Alex shook his head as he left the room. ‘No.’
He returned with the bag in question and put it in front of her without any fanfare. What did she want an engagement ring for anyway? Daisy thought as she opened the bag and took out the Tiffany box. ‘You buying this is a sign,’ she said happily, taking the white ribbon off. ‘A sign that this is a good time to change our lives.’
Inside the box was a silver necklace, not unlike the first present he’d bought her years ago, only this one was Tiffany silver and exquisitely pretty.
It was indeed a sign, Daisy realised. A sign that their love could endure no matter what. Alex needed time to think about fertility treatment and then he’d come round to her way of thinking. Having a family was the most natural thing in the world. It was a no-brainer, as Alex would say.
The first present he’d ever given her, a silvery necklace with a heart on it, was kept in her treasures box, along with the black satin trousers she’d been wearing the first time they’d met.
The necklace had tarnished black with age because it was only a cheap thing, but she loved it and wished she could still wear it, although it turned her neck an alarming shade of green. The matching bra and knickers she’d been wearing the first time they made love were there too. Daisy never told Alex she still had them; he’d have thought it was a bit silly, keeping such mementoes many years later.
The satin drainpipe trousers made her cringe now when she looked at them.
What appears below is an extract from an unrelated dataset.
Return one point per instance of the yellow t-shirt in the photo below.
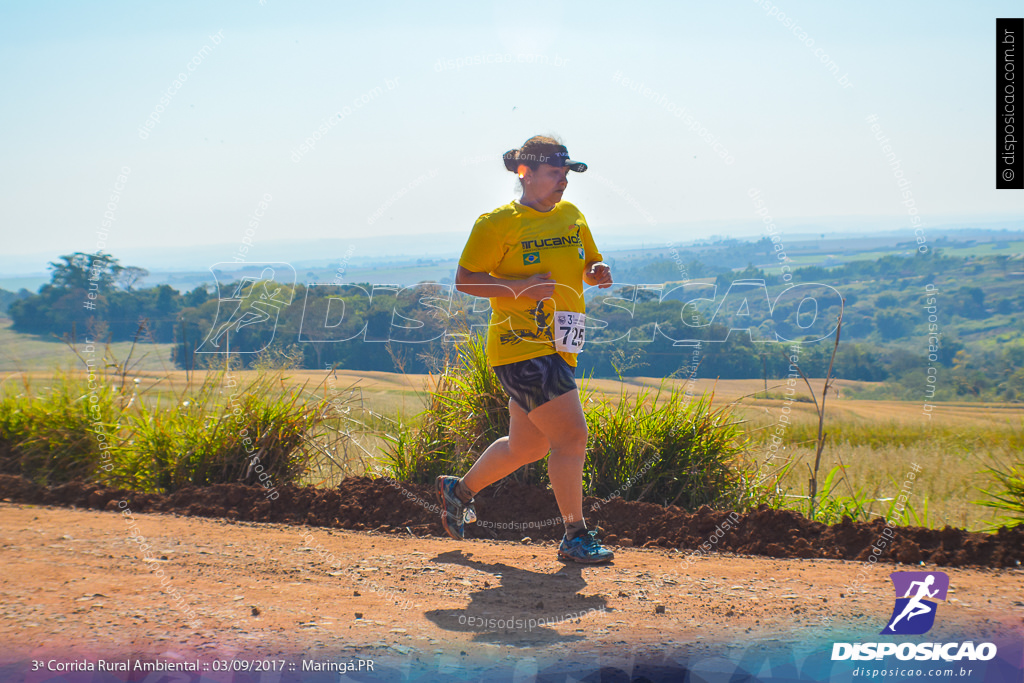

In theory, satin trousers were sleek, narrow and made for people with hips like a greyhound’s. At the time, an unbelievable fourteen years ago, Daisy was definitely not a greyhound sort of girl.
The others on the fashion design course wore edgy, frayed black things they’d customised themselves, and were instantly recognisable as design students on the sprawling campus. Daisy alone never wore her own stuff. This was partly because she’d realised, with much misery, that she wasn’t much good at clothes designing. She lived for Vogue , understood bias cuts as if she’d learned at Schiaparelli’s knee, and could draw like an angel. But she couldn’t design for peanuts.
Besides, the sort of clothes she loved were garments made for tall, willowy brunettes with arrogant eyes and cheekbones like razor blades. Rounded girls with heavy legs and a bust straight out of the wench department in central casting looked better in all black, even black satin trousers topped with a long-line silk cardigan.
Of course, she hadn’t thought she’d looked bad then. She’d thought the black satin disguised the fat bits and elongated her shape so she looked quite good, although hardly supermodel material. And Alex had thought so too, unlike some of the guys in college.
It was amazing the way being a big girl made you invisible. It should have been the other way round – if you were big, there was more of you and people couldn’t avoid you. But they did. They averted their eyes like medieval peasants must have at the sight of lepers, yelling ‘unclean’.